Il centauro romagnolo, vincitore del Gran Premio d'Italia al Mugello, ha spiegato cosa c'è dietro la scelta del suo casco.
Se nelle Sprint Race Marco Bezzecchi non è ancora riuscito a trovare il feeling ideale, nelle gare lunghe il suo approccio cambia completamente e i risultati parlano da soli: la vittoria del Mugello, quarta in sette GP, lo conferma. L’alfiere dell’Aprilia, dopo un terzo di campionato, è in testa alla classifica generale e l’entusiasmo attorno a lui è alle stelle: in più, ‘Bez’ ha potuto dedicare il successo ad Alex Zanardi, dopo aver indossato in pista un casco speciale ispirato a quello del grande campione bolognese, scomparso di recente.

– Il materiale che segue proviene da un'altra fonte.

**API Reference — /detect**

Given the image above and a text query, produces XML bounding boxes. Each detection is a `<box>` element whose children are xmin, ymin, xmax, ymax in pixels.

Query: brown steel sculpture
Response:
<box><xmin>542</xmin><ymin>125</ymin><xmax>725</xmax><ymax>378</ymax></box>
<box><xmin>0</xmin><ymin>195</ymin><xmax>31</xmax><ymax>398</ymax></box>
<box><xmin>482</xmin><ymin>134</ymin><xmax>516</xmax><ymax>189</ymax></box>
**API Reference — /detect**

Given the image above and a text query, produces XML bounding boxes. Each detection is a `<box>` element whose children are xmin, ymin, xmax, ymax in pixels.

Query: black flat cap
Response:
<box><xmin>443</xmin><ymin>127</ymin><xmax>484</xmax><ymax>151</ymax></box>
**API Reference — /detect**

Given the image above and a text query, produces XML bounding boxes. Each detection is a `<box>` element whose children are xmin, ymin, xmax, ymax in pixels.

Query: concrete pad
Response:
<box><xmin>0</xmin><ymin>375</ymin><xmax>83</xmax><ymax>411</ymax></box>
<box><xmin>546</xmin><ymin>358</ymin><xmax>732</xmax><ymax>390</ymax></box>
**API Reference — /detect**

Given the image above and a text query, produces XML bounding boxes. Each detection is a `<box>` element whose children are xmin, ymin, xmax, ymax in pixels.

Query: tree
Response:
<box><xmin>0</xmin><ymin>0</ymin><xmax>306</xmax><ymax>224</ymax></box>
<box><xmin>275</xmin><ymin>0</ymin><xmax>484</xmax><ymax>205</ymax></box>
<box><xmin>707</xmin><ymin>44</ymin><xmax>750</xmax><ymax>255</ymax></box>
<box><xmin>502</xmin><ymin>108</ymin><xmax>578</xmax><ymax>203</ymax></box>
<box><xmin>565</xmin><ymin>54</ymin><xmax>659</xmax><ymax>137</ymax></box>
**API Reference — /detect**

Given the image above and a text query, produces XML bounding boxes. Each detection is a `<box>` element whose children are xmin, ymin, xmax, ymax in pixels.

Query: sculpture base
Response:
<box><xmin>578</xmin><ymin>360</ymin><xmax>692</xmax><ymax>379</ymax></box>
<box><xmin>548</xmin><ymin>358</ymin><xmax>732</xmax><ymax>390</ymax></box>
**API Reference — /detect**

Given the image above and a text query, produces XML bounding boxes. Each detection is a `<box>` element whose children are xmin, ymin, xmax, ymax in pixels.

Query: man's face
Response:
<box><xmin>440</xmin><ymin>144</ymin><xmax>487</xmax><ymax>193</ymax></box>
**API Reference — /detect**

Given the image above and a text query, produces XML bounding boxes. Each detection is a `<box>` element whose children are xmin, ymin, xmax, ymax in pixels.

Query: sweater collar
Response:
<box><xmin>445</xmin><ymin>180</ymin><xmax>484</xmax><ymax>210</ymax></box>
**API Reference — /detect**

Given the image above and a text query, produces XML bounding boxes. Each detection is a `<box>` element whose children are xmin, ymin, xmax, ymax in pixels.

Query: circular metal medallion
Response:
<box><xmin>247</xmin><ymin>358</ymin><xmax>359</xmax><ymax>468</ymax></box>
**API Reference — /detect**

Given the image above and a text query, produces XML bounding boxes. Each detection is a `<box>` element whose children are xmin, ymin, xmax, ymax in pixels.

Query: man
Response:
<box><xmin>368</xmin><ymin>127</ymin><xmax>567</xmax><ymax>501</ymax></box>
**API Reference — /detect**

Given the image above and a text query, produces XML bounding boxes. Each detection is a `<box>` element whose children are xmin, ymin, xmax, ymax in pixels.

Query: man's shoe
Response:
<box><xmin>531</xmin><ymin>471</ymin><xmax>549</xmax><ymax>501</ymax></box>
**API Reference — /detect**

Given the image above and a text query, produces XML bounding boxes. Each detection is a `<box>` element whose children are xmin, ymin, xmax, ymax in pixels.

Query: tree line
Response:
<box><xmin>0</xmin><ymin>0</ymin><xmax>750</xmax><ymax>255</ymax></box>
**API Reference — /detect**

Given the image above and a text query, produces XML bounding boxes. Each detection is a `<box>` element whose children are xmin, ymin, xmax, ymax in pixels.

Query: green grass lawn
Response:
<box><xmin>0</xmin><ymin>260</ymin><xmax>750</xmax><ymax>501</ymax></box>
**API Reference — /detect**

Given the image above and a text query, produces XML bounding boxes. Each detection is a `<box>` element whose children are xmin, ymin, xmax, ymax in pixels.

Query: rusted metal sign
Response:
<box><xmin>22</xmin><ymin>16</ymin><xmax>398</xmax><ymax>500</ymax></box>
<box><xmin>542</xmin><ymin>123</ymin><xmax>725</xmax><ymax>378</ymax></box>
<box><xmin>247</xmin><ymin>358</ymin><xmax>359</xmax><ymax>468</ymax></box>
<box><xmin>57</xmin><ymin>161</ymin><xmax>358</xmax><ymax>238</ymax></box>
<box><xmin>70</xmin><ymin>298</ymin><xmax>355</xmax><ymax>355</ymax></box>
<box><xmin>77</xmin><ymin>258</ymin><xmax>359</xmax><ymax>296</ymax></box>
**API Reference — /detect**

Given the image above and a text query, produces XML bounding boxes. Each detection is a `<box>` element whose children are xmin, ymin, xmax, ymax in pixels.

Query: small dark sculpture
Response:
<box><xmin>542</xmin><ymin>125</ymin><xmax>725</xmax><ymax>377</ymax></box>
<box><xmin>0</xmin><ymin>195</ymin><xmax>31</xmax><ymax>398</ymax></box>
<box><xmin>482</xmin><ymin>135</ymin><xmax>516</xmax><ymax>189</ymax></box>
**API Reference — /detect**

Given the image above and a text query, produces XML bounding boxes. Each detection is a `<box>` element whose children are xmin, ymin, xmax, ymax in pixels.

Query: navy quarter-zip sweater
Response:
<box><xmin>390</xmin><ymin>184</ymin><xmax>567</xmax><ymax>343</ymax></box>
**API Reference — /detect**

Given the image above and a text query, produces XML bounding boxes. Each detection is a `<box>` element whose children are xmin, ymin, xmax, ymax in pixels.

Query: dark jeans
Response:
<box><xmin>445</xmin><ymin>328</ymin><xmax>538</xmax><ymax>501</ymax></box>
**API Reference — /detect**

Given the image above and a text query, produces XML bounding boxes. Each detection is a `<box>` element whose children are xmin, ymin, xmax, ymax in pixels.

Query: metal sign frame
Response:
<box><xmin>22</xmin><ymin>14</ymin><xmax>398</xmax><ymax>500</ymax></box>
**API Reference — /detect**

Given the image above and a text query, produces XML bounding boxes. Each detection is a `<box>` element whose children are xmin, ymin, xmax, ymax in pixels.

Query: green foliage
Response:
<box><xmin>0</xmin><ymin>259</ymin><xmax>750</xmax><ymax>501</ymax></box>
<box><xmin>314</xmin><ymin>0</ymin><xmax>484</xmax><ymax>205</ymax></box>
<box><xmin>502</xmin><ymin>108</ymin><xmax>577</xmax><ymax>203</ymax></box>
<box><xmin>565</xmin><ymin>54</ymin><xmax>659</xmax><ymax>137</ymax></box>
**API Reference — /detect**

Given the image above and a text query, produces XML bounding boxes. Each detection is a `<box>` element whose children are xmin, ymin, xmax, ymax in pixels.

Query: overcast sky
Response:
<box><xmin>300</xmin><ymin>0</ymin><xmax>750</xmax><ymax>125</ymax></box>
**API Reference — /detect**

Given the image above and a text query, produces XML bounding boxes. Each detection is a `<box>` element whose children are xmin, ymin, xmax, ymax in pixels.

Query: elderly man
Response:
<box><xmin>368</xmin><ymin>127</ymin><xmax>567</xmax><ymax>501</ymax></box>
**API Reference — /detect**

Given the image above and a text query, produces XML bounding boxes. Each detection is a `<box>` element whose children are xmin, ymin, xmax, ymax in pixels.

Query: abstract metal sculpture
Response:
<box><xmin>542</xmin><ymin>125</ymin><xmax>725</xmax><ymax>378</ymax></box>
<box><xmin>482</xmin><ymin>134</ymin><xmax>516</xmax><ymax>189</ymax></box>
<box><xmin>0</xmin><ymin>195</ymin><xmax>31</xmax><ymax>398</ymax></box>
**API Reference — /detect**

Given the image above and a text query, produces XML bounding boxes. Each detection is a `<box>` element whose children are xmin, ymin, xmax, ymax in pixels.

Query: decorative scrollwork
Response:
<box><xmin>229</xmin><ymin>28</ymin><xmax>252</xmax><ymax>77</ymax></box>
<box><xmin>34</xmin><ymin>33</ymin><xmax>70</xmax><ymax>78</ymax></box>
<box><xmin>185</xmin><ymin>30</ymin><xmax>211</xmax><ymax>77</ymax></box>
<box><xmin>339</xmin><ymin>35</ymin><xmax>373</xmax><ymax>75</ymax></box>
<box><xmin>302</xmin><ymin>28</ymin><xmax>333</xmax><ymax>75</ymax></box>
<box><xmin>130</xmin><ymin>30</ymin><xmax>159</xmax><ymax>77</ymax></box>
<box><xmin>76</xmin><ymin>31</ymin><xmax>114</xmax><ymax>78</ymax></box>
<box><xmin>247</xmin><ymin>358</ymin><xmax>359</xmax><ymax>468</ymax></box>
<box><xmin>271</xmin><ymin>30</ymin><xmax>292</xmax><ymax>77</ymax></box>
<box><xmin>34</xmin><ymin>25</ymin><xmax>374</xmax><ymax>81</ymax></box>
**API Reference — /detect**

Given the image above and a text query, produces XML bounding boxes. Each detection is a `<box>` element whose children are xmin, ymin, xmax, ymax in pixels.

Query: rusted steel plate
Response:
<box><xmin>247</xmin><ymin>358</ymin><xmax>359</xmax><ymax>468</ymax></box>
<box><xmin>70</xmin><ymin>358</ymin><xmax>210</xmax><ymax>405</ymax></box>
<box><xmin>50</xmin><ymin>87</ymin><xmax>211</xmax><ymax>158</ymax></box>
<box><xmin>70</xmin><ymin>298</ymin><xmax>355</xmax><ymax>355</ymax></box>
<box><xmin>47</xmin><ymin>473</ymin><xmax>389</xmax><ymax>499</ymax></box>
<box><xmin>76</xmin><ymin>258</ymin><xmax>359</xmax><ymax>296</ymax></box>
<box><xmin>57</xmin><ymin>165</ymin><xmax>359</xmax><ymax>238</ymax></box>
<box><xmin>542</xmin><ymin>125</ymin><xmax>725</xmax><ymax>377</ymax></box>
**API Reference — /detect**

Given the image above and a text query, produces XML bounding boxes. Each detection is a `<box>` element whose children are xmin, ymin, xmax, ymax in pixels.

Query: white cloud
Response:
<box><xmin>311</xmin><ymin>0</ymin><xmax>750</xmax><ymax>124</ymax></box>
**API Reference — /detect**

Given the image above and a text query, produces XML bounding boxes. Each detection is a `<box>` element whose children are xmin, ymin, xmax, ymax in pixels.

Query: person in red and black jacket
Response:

“Questa è la cosa che mi rende più felice – ha confessato a riguardo lo stesso Bezzecchi, ai microfoni di Sky Sport -. Purtroppo non ho mai avuto la fortuna di conoscere Alex Zanardi di persona, ma l’ho sempre ammirato da lontano. La sua è una storia incredibile, quasi irreale per quanto è potente”.
Da lì l’idea di indossare il casco speciale: “Dopo la sua scomparsa ho visto il tributo che la Formula 1 gli ha dedicato, e in quel momento mi sono detto che anche io avrei dovuto fare qualcosa. Sono in una posizione importante, sentivo il dovere di trasmettere un messaggio capace di arrivare a tante persone”.
Bezzecchi guida la classifica generale con 173 punti, davanti al compagno di squadra Jorge Martin, che ne ha 156, e al pilota Ducati VR46 Fabio Di Giannantonio, terzo a quota 134. Solo un altro pilota ha raggiunto la tripla cifra: si tratta di Pedro Acosta, quarto con 103 punti grazie al sesto posto ottenuto oggi sulla pista di Scarperia e San Piero.